Panchín y otros chavos de su banda en la plaza central de su colonia. Son miembros de la pandilla "Los Pokos" de una Fomerrey en la municipalidad de Guadalupe, en el área metropolitana de Monterrey.

Miembros de la pandilla Los Químicos imitando un secuestro.

Un monumento en el lugar donde asesinaron a "Teton" por la venta de droga. El monumento se encuentra en una esquina de la calle en la colonia de "Los Pokos" desde una Formerrey en la municipalidad de Guadalupe.

Flacko en su casa con su hijo. Muchos de los jóvenes tuvieron hijos mientras eran adolescentes. Flacko pertenece de la pandilla "Los MP".

Palma se tatúa el nombre de su madre difunta en su casa. Palma pertenece a la pandilla "Los Pokos".

Mota clasificada en "dedos" de 50 pesos listos para la venta en el domicilio del vendedor. Son cantidades relativamente menores que, sin embargo, pueden provocar consecuencias muy graves si cárteles rivales están competiendo por el comercio.

Tadeo es de una colonia que se llama la Garza Nieto o "La Coyotera", y es el barrio de la pandilla "Los Coyos" en el centro de la ciudad de Monterrey.

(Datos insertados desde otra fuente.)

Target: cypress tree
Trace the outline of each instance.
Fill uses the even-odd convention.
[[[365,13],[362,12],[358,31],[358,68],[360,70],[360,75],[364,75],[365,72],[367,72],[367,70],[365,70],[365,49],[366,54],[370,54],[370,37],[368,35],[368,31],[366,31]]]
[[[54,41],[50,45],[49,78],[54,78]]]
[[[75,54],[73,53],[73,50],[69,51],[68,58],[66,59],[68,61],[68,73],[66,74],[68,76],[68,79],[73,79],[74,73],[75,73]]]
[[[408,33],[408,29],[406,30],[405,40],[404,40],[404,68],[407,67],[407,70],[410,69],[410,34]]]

Ebrio peleando con un miembro de una pandilla rival. Ebrio es miembro de la pandilla "Los Pokos" y está luchando con un miembro de una banda de un área vecina.

Doña Tania y miembros de su familia llorando sobre el ataúd de su hijo Manuel. Manuel fue secuestrado y asesinado por individuos trabajando para un cártel rival. Manuel era un miembro de la pandilla "Los Químicos".

Juanito fue secuestrado y mantenido cautivo por personas que estaban trabajando para uno de los cárteles rivales hasta que su hermano negoció su liberación. Juanito es miembro de "Los Pokos".

Miembros de las pandillas "Los Pokos" y "Los MP" en el patio trasero de una de sus casas.

Dante fumando mariguana en su casa; ha perdido varios amigos por la violencia generada por el narcotráfico y su vida ha corrido peligro en varias ocasiones. Pertenece a la pandilla "Los Pokos"

La bala de una ametralladora encontrada por Dante frente a su casa después de que el ejército entrara en su barrio.

Samuel tiene el retrato de su hermano tatuado en su pecho. Su hermano fue asesinado por individuos que trabajaban para uno de los cárteles de la droga. Samuel es un miembro de la pandilla "Los Químicos".

Samuel abrazando a su madre en el funeral de su hermano.

Timo tatuándose en la casa de un amigo. Timo pertenece a la pandilla "Los Pokos".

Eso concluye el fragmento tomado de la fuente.